Most graphs are pretty simple and can be partitioned with a bit of eye-balling. To do this systematically, we can use a simple coloring algorithm.

A random-looking directed graph with 8 nodes.
An example directed graph.

To identify the in-out trees in an arbitrary directed graph, first identify any nodes which have multiple inputs and outputs and mark these as pull-to-push pivots (yellow in the example). Mark any nodes with multiple inputs (and a single output) as pull (green) and any nodes with multiple outputs as push (red).

In the example:

Pivots (yellow)Pulls (green)Pushes (red)
1, 423, 7

Finally any one-in-one-out nodes should be marked the same as their neighbors (either green pull or red push).
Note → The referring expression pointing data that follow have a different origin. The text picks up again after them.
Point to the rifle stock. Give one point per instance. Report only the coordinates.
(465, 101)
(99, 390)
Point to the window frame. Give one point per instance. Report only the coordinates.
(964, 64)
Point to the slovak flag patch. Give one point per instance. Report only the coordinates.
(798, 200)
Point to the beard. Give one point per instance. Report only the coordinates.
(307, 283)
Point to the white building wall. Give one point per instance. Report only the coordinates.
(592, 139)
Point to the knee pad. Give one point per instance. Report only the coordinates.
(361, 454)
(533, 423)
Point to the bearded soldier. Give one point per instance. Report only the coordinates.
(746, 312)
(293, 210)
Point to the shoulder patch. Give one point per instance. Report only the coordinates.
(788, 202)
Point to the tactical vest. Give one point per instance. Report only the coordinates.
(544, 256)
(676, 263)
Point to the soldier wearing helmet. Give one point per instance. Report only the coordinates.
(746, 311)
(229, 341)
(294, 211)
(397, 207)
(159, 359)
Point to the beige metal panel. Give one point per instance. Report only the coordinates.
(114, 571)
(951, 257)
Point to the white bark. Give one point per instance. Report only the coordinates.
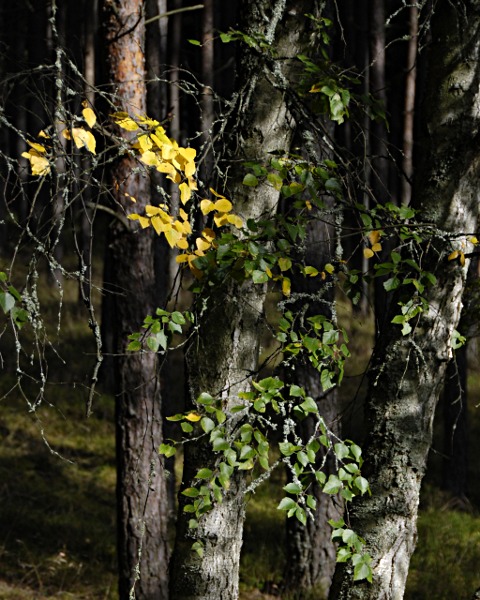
(408, 372)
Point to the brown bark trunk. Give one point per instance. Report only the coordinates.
(141, 495)
(407, 371)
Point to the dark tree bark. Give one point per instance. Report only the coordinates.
(225, 354)
(407, 372)
(141, 494)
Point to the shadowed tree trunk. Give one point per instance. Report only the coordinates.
(225, 354)
(407, 372)
(141, 495)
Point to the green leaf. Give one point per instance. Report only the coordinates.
(341, 450)
(296, 391)
(134, 346)
(207, 424)
(301, 515)
(191, 492)
(204, 474)
(293, 488)
(259, 277)
(287, 504)
(333, 485)
(250, 180)
(362, 484)
(7, 301)
(166, 450)
(309, 405)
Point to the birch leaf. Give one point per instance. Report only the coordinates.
(89, 116)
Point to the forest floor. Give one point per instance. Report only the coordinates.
(57, 492)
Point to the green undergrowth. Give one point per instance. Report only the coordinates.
(57, 489)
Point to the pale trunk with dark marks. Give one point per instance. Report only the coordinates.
(407, 372)
(141, 496)
(225, 353)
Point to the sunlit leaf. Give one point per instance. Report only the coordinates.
(144, 221)
(89, 116)
(185, 192)
(206, 206)
(223, 205)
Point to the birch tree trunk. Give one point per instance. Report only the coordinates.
(225, 354)
(408, 371)
(141, 492)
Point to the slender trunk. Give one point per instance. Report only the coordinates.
(208, 65)
(407, 371)
(408, 123)
(310, 549)
(141, 496)
(225, 354)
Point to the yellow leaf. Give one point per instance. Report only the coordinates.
(182, 243)
(220, 219)
(374, 236)
(188, 154)
(157, 140)
(89, 116)
(216, 193)
(312, 271)
(148, 122)
(161, 136)
(329, 268)
(235, 220)
(223, 205)
(39, 164)
(144, 221)
(172, 237)
(144, 142)
(38, 147)
(453, 255)
(157, 224)
(193, 417)
(202, 244)
(165, 167)
(189, 169)
(284, 263)
(150, 158)
(209, 234)
(185, 192)
(206, 206)
(83, 138)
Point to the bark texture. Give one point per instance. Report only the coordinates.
(225, 354)
(407, 372)
(310, 550)
(141, 495)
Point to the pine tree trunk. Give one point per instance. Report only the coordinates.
(225, 354)
(408, 371)
(141, 493)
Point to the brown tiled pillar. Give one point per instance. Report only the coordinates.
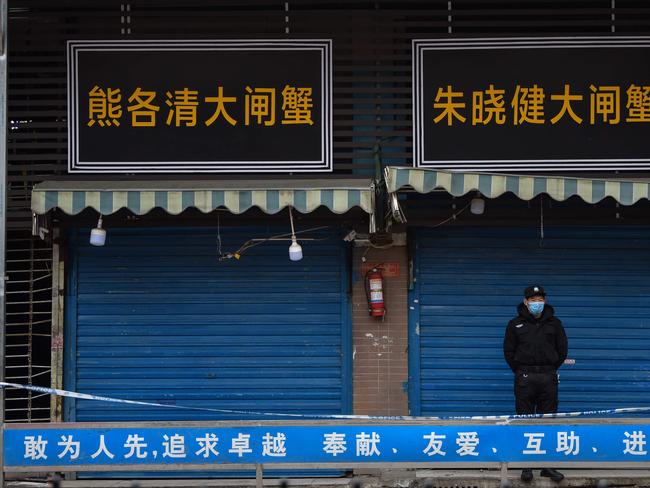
(380, 365)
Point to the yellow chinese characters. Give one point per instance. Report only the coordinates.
(638, 103)
(220, 100)
(143, 112)
(566, 98)
(260, 103)
(185, 107)
(448, 106)
(296, 105)
(605, 103)
(529, 105)
(488, 105)
(183, 104)
(104, 106)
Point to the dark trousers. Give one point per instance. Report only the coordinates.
(535, 393)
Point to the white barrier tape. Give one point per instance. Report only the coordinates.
(506, 418)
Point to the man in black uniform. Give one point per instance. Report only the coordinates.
(535, 346)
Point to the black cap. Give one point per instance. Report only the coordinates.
(534, 291)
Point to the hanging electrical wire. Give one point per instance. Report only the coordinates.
(257, 241)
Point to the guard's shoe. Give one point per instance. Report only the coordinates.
(554, 474)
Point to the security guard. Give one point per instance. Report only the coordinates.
(535, 346)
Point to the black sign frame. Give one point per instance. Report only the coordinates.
(423, 148)
(321, 164)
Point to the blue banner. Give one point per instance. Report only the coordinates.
(277, 444)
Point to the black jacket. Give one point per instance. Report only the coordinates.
(531, 341)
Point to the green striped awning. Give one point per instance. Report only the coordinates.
(140, 197)
(525, 187)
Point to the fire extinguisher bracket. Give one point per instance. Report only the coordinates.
(375, 292)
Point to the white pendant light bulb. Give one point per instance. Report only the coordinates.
(98, 235)
(477, 206)
(295, 250)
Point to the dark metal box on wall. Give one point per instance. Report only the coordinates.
(199, 106)
(554, 103)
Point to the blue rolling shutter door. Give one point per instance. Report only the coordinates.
(468, 283)
(160, 319)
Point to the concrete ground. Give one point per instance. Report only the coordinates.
(390, 479)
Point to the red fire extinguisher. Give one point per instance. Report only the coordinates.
(375, 292)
If we have green pull -> red push that becomes a yellow pivot. And if red push -> green pull that becomes a blue handoff node, and this is a division between subgraphs. Note that a subgraph can have a handoff with itself; this forms a loop.

The graph above converted and partitioned into two in-out trees.
The graph above converted and partitioned into two in-out trees. One is outlined in yellow and the other in red. For the corresponding Hydroflow graph, green nodes are pull, red nodes are push, yellow are pivots, and blue are handoffs.

In the example partitioning above, some nodes have been split into multiple and labelled with suffixes to make the pivots and handoffs more explicit.